Elena painted every morning. She painted the forest, the snow, the way the light changed through the window as the afternoon shifted from grey to gold to dark. She painted the cat. She painted Lisa's hands around a coffee cup. She painted things she hadn't painted in years — abstract pieces, strange and vivid, the kind of work that poured out of her when she stopped trying to be careful.

She was painting again. For herself. For the first time in over a decade.

Christmas Eve arrived with a fresh round of snow and an invitation from Lisa.

"My brother George is coming home tonight," Lisa said, appearing at Elena's door with a bottle of wine and a bright, conspiratorial smile. "It'll just be the three of us. Very casual. Very cozy. Will you come?"

Elena hesitated — but only for a moment. She had no reason to refuse, and the truth was, she enjoyed Lisa's company more than she'd enjoyed almost anyone's in a long time.

She brought flowers, the cat, and a thermos of fresh coffee.

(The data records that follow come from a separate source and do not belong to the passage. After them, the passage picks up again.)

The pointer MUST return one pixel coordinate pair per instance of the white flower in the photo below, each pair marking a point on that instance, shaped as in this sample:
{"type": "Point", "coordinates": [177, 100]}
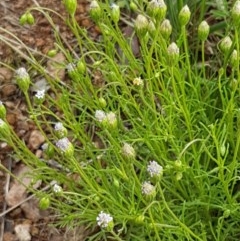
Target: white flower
{"type": "Point", "coordinates": [63, 144]}
{"type": "Point", "coordinates": [22, 73]}
{"type": "Point", "coordinates": [104, 219]}
{"type": "Point", "coordinates": [154, 169]}
{"type": "Point", "coordinates": [148, 188]}
{"type": "Point", "coordinates": [57, 188]}
{"type": "Point", "coordinates": [40, 94]}
{"type": "Point", "coordinates": [128, 150]}
{"type": "Point", "coordinates": [100, 115]}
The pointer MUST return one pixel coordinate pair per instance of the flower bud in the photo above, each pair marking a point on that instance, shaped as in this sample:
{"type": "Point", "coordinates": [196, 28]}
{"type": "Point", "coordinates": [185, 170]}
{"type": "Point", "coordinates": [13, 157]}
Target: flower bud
{"type": "Point", "coordinates": [2, 111]}
{"type": "Point", "coordinates": [4, 130]}
{"type": "Point", "coordinates": [44, 203]}
{"type": "Point", "coordinates": [148, 190]}
{"type": "Point", "coordinates": [203, 30]}
{"type": "Point", "coordinates": [30, 18]}
{"type": "Point", "coordinates": [128, 151]}
{"type": "Point", "coordinates": [225, 44]}
{"type": "Point", "coordinates": [65, 147]}
{"type": "Point", "coordinates": [23, 19]}
{"type": "Point", "coordinates": [173, 54]}
{"type": "Point", "coordinates": [235, 13]}
{"type": "Point", "coordinates": [95, 11]}
{"type": "Point", "coordinates": [157, 9]}
{"type": "Point", "coordinates": [234, 59]}
{"type": "Point", "coordinates": [115, 13]}
{"type": "Point", "coordinates": [23, 79]}
{"type": "Point", "coordinates": [184, 15]}
{"type": "Point", "coordinates": [105, 221]}
{"type": "Point", "coordinates": [141, 26]}
{"type": "Point", "coordinates": [166, 29]}
{"type": "Point", "coordinates": [71, 6]}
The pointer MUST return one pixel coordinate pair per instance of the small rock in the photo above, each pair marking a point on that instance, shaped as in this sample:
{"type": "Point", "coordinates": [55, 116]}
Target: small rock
{"type": "Point", "coordinates": [36, 139]}
{"type": "Point", "coordinates": [7, 236]}
{"type": "Point", "coordinates": [22, 232]}
{"type": "Point", "coordinates": [31, 210]}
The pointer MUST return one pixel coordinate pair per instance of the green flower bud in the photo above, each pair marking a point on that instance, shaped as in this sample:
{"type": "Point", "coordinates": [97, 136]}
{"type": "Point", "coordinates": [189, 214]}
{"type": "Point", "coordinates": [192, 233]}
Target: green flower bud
{"type": "Point", "coordinates": [173, 54]}
{"type": "Point", "coordinates": [128, 151]}
{"type": "Point", "coordinates": [157, 9]}
{"type": "Point", "coordinates": [95, 11]}
{"type": "Point", "coordinates": [203, 30]}
{"type": "Point", "coordinates": [44, 203]}
{"type": "Point", "coordinates": [184, 15]}
{"type": "Point", "coordinates": [234, 59]}
{"type": "Point", "coordinates": [115, 13]}
{"type": "Point", "coordinates": [2, 111]}
{"type": "Point", "coordinates": [166, 29]}
{"type": "Point", "coordinates": [225, 44]}
{"type": "Point", "coordinates": [4, 130]}
{"type": "Point", "coordinates": [71, 6]}
{"type": "Point", "coordinates": [81, 67]}
{"type": "Point", "coordinates": [151, 28]}
{"type": "Point", "coordinates": [235, 13]}
{"type": "Point", "coordinates": [133, 6]}
{"type": "Point", "coordinates": [148, 191]}
{"type": "Point", "coordinates": [52, 53]}
{"type": "Point", "coordinates": [141, 26]}
{"type": "Point", "coordinates": [23, 19]}
{"type": "Point", "coordinates": [30, 18]}
{"type": "Point", "coordinates": [60, 130]}
{"type": "Point", "coordinates": [23, 79]}
{"type": "Point", "coordinates": [65, 147]}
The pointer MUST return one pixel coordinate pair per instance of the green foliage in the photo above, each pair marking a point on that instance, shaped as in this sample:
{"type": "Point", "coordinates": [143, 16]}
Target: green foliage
{"type": "Point", "coordinates": [150, 152]}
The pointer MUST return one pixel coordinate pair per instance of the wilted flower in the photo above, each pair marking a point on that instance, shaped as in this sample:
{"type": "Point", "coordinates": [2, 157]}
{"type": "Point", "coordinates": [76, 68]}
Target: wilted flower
{"type": "Point", "coordinates": [141, 25]}
{"type": "Point", "coordinates": [154, 169]}
{"type": "Point", "coordinates": [65, 146]}
{"type": "Point", "coordinates": [105, 220]}
{"type": "Point", "coordinates": [203, 30]}
{"type": "Point", "coordinates": [128, 151]}
{"type": "Point", "coordinates": [184, 15]}
{"type": "Point", "coordinates": [138, 81]}
{"type": "Point", "coordinates": [23, 79]}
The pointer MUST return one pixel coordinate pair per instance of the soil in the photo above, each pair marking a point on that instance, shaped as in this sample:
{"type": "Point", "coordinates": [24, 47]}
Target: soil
{"type": "Point", "coordinates": [25, 221]}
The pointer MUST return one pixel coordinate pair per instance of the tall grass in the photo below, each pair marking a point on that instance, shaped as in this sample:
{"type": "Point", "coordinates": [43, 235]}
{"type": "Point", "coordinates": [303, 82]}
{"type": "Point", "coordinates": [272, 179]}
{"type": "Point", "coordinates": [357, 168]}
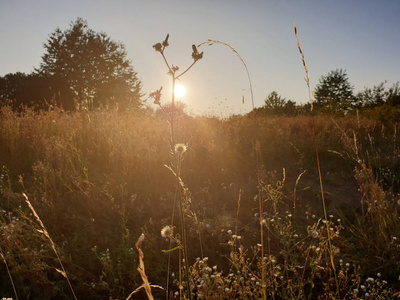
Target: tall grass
{"type": "Point", "coordinates": [96, 180]}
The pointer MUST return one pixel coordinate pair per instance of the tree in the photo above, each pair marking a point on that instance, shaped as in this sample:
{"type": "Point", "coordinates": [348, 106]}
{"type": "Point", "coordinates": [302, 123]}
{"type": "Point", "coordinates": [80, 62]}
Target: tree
{"type": "Point", "coordinates": [334, 93]}
{"type": "Point", "coordinates": [95, 67]}
{"type": "Point", "coordinates": [369, 98]}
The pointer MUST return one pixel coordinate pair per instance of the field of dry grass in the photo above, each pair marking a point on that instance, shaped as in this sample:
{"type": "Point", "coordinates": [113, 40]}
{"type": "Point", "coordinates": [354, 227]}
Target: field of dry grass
{"type": "Point", "coordinates": [254, 216]}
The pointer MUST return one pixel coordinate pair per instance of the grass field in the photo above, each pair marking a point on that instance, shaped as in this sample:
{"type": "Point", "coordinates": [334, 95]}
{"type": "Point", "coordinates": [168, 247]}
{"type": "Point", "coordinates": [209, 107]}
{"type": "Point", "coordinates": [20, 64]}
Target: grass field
{"type": "Point", "coordinates": [256, 207]}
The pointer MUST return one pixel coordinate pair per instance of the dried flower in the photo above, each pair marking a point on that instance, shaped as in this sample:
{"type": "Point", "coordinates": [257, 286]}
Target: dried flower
{"type": "Point", "coordinates": [166, 231]}
{"type": "Point", "coordinates": [180, 148]}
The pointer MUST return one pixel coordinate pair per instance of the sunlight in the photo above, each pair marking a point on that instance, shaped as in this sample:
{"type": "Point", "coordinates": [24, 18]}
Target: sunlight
{"type": "Point", "coordinates": [180, 91]}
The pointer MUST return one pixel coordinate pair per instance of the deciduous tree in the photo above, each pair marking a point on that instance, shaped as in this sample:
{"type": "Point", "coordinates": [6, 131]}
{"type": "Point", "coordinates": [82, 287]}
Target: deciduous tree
{"type": "Point", "coordinates": [95, 67]}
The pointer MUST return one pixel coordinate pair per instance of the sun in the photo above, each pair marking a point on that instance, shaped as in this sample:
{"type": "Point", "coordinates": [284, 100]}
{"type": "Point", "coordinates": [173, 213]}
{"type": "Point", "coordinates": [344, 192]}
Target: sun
{"type": "Point", "coordinates": [180, 91]}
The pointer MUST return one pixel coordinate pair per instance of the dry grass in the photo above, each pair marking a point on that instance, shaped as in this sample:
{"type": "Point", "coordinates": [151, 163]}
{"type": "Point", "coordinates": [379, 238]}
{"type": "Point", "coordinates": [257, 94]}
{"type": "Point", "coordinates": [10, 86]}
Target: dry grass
{"type": "Point", "coordinates": [97, 181]}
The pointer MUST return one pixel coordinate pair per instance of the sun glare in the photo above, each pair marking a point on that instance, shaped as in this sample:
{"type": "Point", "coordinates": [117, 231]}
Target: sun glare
{"type": "Point", "coordinates": [180, 91]}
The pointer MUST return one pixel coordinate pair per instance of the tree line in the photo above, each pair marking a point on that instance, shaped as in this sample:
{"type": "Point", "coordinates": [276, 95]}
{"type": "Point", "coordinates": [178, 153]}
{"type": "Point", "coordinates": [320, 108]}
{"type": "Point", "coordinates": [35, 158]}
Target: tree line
{"type": "Point", "coordinates": [82, 68]}
{"type": "Point", "coordinates": [334, 95]}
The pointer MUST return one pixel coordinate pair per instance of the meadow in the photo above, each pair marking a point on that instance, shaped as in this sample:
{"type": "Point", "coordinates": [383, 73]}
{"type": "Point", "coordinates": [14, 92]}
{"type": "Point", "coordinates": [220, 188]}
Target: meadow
{"type": "Point", "coordinates": [301, 207]}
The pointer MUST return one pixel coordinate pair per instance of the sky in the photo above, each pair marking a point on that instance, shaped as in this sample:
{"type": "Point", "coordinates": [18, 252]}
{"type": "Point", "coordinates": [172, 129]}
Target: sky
{"type": "Point", "coordinates": [359, 36]}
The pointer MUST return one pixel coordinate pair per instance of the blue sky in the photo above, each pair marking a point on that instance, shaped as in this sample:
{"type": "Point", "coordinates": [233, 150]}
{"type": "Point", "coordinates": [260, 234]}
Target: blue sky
{"type": "Point", "coordinates": [360, 36]}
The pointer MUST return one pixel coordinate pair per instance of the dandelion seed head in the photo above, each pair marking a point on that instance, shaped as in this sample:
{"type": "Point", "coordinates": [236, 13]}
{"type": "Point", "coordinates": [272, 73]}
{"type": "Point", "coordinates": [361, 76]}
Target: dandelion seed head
{"type": "Point", "coordinates": [180, 148]}
{"type": "Point", "coordinates": [166, 231]}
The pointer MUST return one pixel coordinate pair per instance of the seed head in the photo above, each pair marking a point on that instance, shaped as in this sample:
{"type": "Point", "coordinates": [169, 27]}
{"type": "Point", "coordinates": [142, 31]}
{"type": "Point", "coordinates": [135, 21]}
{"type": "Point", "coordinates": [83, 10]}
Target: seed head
{"type": "Point", "coordinates": [167, 231]}
{"type": "Point", "coordinates": [180, 148]}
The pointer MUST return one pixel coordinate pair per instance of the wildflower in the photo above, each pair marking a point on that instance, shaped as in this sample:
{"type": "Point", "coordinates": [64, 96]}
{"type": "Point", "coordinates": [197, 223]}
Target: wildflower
{"type": "Point", "coordinates": [166, 231]}
{"type": "Point", "coordinates": [180, 148]}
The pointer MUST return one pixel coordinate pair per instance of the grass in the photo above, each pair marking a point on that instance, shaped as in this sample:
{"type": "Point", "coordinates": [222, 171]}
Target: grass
{"type": "Point", "coordinates": [97, 181]}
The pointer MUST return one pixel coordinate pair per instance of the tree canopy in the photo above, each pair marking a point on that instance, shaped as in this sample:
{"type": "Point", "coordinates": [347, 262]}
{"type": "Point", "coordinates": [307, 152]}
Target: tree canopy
{"type": "Point", "coordinates": [334, 93]}
{"type": "Point", "coordinates": [95, 67]}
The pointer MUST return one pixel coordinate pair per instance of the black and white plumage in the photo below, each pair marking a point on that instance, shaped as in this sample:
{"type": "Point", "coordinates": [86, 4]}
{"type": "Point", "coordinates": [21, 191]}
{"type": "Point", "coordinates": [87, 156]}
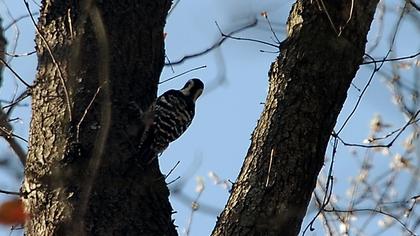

Lisa's cottage was already half-decorated when they arrived — a tall Christmas tree leaning slightly to one side, a tangle of ornaments piled on the floor, a wreath that had clearly been assembled by someone who had never seen a wreath before.

"George was supposed to do all of this," Lisa explained, gesturing helplessly at the chaos. "He bought half the decorations and then disappeared for three hours. I have no idea where he went."

Elena laughed — a real laugh, full and warm — and rolled up her sleeves. "Give me a chair and a footstool. I can reach the top."

She was taller than Lisa by several inches. Standing on the makeshift platform of a kitchen chair stacked on a wooden step stool, she could just barely reach the peak of the tree with her fingertips. The two of them worked together, passing ornaments back and forth, arguing cheerfully about where the tinsel should go, until the tree looked genuinely beautiful.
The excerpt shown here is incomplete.